In 1907, Bjerknes returned to the Royal Frederick University in Oslo before becoming professor of geophysics at the University of Leipzig in 1912. In 1916, he started the publication Synoptische Darstellung atmosphärischer Zustände über Europa. In 1917, he founded the Geophysical Institute, University of Bergen where he wrote his book On the Dynamics of the Circular Vortex with Applications to the Atmosphere and to Atmospheric Vortex and Wave Motion (1921), and laid the foundation for the Bergen School of Meteorology, which was not a literal school but a school of thought on how the practice of weather forecasting and meteorology should be undertaken. He was the originator of an improved and more scientific weather service, afterwards controlled by his son and collaborator, the meteorologist Jacob Bjerknes (1897–1975).

From 1926 to his retirement in 1932, he held a position at the University of Oslo. He was elected a member of the Royal Swedish Academy of Sciences in 1905 and of the Pontifical Academy of Sciences in 1936 and a Fellow of the Royal Society. He was awarded the 1932 Symons Gold Medal of the Royal Meteorological Society.

He died of heart problems in Oslo.
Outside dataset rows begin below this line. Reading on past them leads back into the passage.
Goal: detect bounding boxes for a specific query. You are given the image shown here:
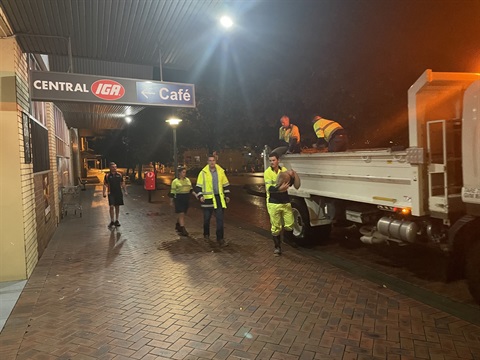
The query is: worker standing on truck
[272,115,300,156]
[312,115,348,152]
[263,152,300,256]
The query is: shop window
[30,120,50,173]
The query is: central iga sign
[30,71,195,107]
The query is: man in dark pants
[194,155,230,246]
[103,162,128,228]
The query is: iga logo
[91,79,125,100]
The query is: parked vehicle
[266,70,480,302]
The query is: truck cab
[272,70,480,302]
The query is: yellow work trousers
[267,203,293,236]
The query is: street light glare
[165,119,182,126]
[220,16,233,29]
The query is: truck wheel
[465,241,480,304]
[292,199,331,240]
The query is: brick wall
[33,171,57,258]
[14,43,39,277]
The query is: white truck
[266,70,480,302]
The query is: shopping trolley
[62,185,82,218]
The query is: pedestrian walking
[263,152,300,256]
[194,154,230,246]
[103,162,128,228]
[169,167,193,236]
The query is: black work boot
[283,230,298,248]
[272,235,282,256]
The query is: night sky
[109,0,480,165]
[192,0,480,146]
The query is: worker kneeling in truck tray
[263,152,300,256]
[312,115,348,152]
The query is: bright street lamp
[220,16,233,29]
[165,119,182,177]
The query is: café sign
[30,71,195,108]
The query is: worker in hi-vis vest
[263,152,300,256]
[272,115,300,157]
[312,115,348,152]
[194,154,230,247]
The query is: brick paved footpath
[0,186,480,360]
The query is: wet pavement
[0,178,480,360]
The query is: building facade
[0,10,75,281]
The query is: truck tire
[465,241,480,304]
[292,198,332,241]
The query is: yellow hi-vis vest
[278,124,300,143]
[195,164,230,209]
[263,166,287,204]
[313,118,343,142]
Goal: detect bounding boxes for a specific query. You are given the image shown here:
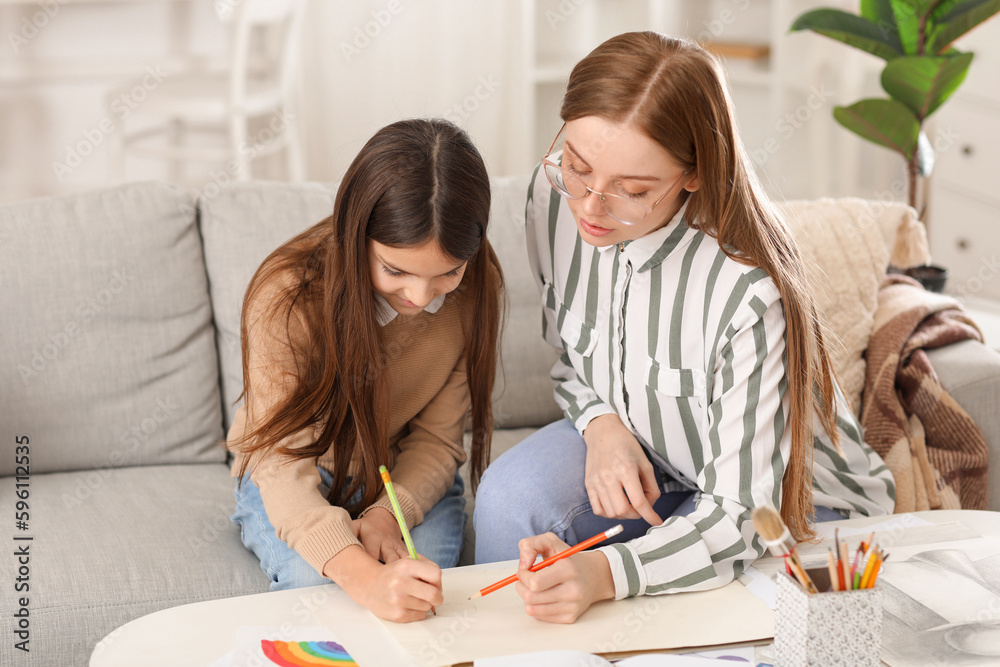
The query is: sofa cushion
[0,183,225,474]
[778,197,929,414]
[199,177,561,436]
[490,176,563,429]
[198,181,336,430]
[0,464,270,667]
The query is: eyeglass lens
[545,164,649,224]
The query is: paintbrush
[750,506,816,593]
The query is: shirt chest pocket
[545,282,598,357]
[648,359,707,408]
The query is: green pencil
[378,466,417,560]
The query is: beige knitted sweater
[227,284,470,573]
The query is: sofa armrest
[927,340,1000,510]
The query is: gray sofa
[0,178,1000,665]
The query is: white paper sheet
[368,561,774,667]
[474,651,732,667]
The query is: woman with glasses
[228,120,503,622]
[474,32,894,623]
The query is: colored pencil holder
[774,568,882,667]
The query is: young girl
[475,32,894,623]
[228,120,503,621]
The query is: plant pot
[903,264,948,292]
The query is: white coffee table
[90,510,1000,667]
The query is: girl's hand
[515,533,615,623]
[351,507,412,563]
[323,546,444,623]
[583,414,663,526]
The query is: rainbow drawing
[260,639,358,667]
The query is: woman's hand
[323,546,444,623]
[351,507,412,564]
[583,414,663,526]
[515,533,615,623]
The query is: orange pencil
[858,549,878,588]
[837,539,851,591]
[868,554,889,588]
[469,524,624,600]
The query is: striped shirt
[526,163,895,599]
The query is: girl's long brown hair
[230,120,504,515]
[560,32,839,540]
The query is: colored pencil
[857,550,878,588]
[868,554,889,588]
[378,466,437,616]
[750,505,817,593]
[834,530,851,591]
[469,524,624,600]
[378,466,417,560]
[826,549,840,591]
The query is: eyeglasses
[542,123,690,225]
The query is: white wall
[0,0,920,207]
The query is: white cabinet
[928,17,1000,300]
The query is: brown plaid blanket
[861,275,989,512]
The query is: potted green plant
[791,0,1000,289]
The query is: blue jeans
[473,419,845,563]
[231,468,466,591]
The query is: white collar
[375,294,448,327]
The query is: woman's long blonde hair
[560,32,839,540]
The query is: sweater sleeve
[373,353,471,528]
[601,281,791,599]
[229,280,361,573]
[524,162,614,434]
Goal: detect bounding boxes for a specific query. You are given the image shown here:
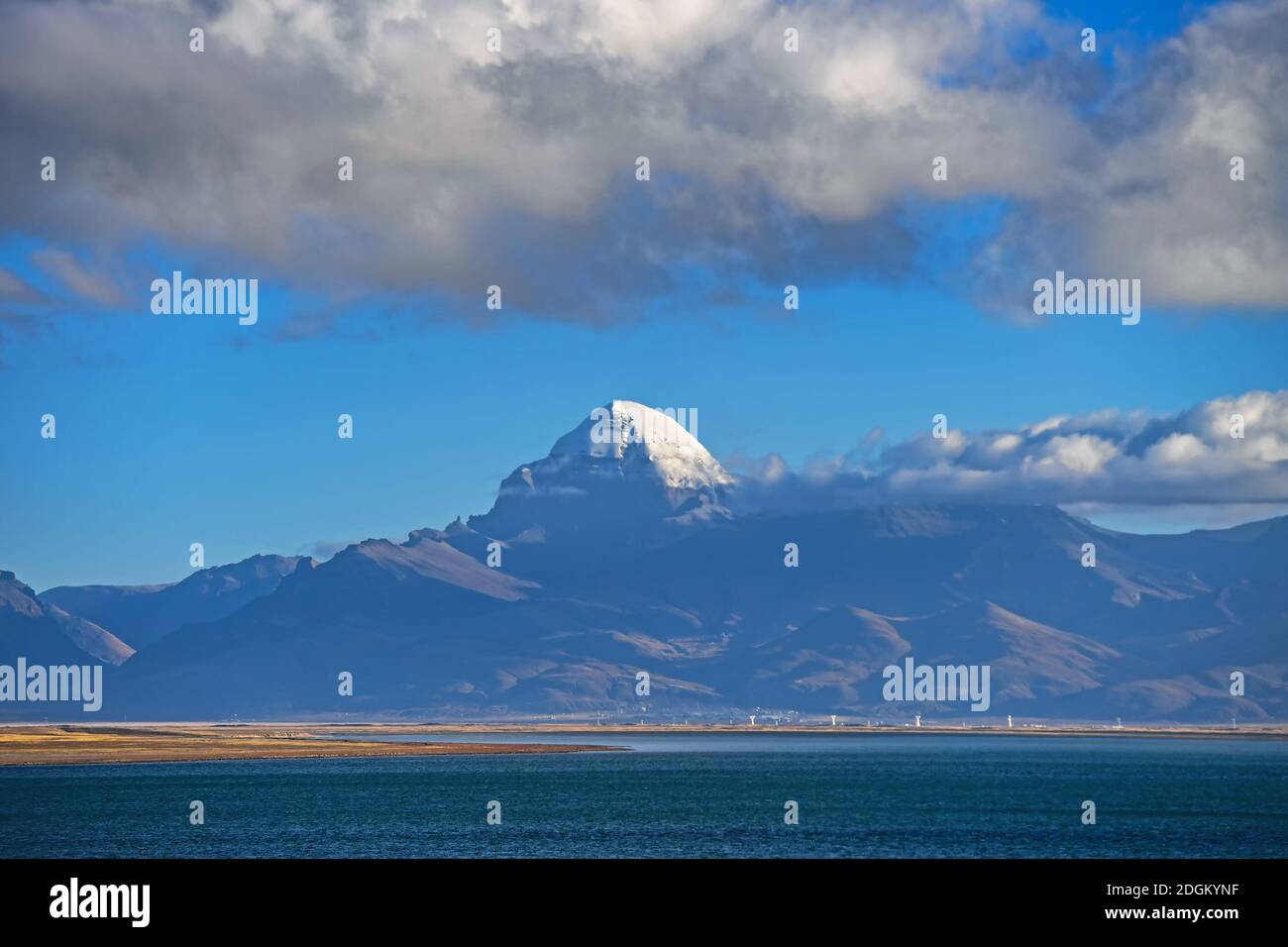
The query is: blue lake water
[0,734,1288,858]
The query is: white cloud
[0,0,1288,325]
[741,390,1288,510]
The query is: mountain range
[0,401,1288,723]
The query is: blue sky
[0,3,1288,588]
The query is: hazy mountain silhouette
[40,556,304,650]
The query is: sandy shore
[0,724,623,767]
[0,721,1288,766]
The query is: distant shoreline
[0,721,1288,767]
[0,724,627,767]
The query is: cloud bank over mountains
[0,0,1288,332]
[735,390,1288,510]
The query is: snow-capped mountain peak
[471,401,735,539]
[550,401,734,489]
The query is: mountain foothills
[0,402,1288,723]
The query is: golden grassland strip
[281,723,1288,740]
[0,727,622,766]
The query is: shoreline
[0,721,1288,767]
[0,724,628,767]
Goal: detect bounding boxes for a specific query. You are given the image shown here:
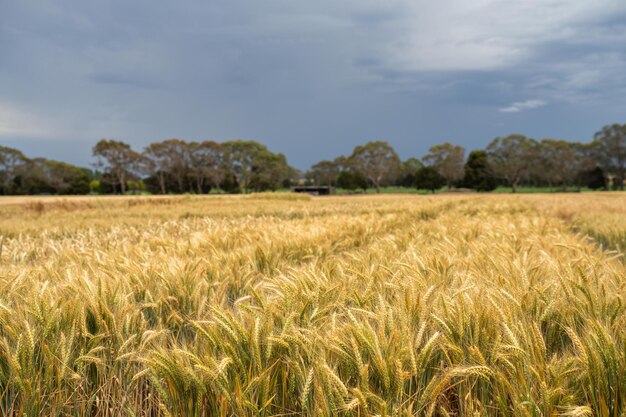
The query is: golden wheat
[0,194,626,417]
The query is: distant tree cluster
[0,124,626,194]
[93,139,298,194]
[0,145,91,195]
[0,139,300,195]
[306,124,626,192]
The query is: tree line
[306,124,626,192]
[0,124,626,195]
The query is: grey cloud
[499,100,548,113]
[0,0,626,168]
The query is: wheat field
[0,193,626,417]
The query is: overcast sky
[0,0,626,169]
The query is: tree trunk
[120,174,126,195]
[158,172,166,194]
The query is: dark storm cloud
[0,0,626,168]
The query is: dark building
[291,185,335,195]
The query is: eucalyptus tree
[349,141,400,193]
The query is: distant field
[0,193,626,417]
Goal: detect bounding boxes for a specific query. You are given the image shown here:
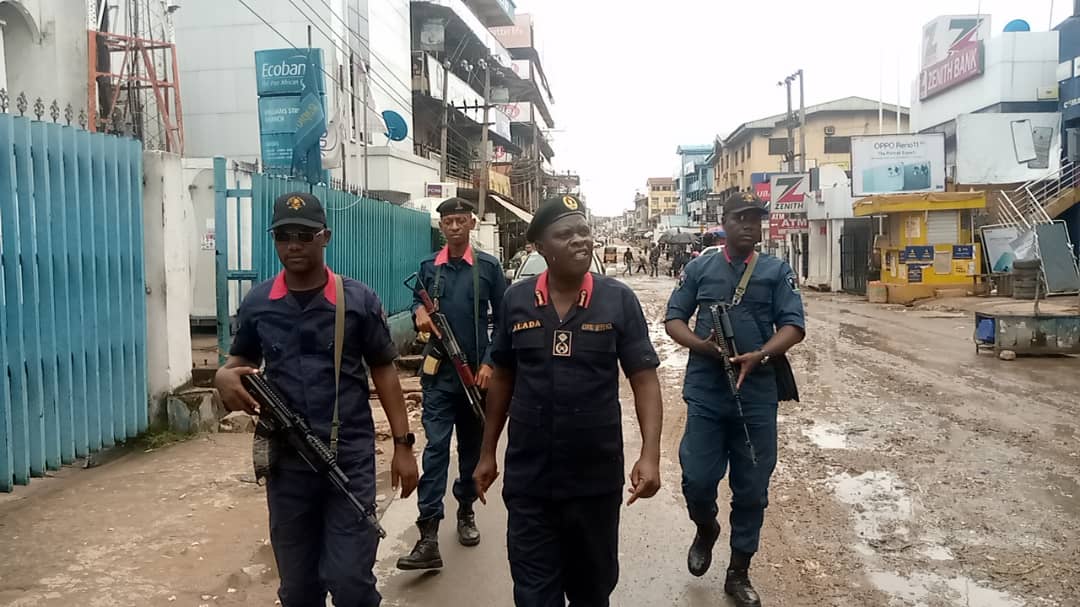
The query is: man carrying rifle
[397,198,507,570]
[215,192,417,607]
[666,193,806,607]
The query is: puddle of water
[828,471,913,540]
[869,571,1024,607]
[802,423,848,449]
[919,544,953,561]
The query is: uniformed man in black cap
[397,198,507,570]
[475,195,662,607]
[214,192,417,607]
[666,192,806,607]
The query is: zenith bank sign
[919,19,986,100]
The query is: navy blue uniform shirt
[491,272,660,499]
[665,248,806,403]
[413,245,507,392]
[229,268,397,462]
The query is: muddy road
[0,276,1080,607]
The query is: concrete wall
[0,0,87,108]
[143,151,194,406]
[912,31,1058,133]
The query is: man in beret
[397,198,507,570]
[475,195,662,607]
[665,192,806,607]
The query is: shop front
[853,192,986,304]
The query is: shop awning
[851,192,986,217]
[487,194,532,224]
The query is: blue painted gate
[214,158,431,363]
[0,113,148,491]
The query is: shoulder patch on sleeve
[785,274,799,293]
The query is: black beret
[435,198,476,217]
[724,192,769,217]
[525,194,585,242]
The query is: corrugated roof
[724,96,909,141]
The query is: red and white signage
[769,173,810,215]
[769,215,810,240]
[919,41,984,100]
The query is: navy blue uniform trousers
[503,493,622,607]
[267,456,382,607]
[678,399,777,554]
[417,384,484,521]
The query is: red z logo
[777,177,806,203]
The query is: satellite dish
[382,109,408,141]
[1004,19,1031,31]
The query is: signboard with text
[769,173,810,215]
[851,133,945,197]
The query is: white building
[0,0,93,109]
[175,0,438,202]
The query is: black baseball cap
[525,194,585,242]
[435,198,476,217]
[724,192,769,217]
[270,192,326,230]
In 1893, Bjerknes had married Honoria Bonnevie, who in earlier years assisted him much in his scientific work. Their son Jacob Aall Bonnevie Bjerknes also became a meteorologist.

The craters Bjerknes on the Moon and Bjerknes on Mars are named in his honor. The European Geosciences Union awards the Vilhelm Bjerknes Medal annually to recognize "distinguished research in atmospheric sciences".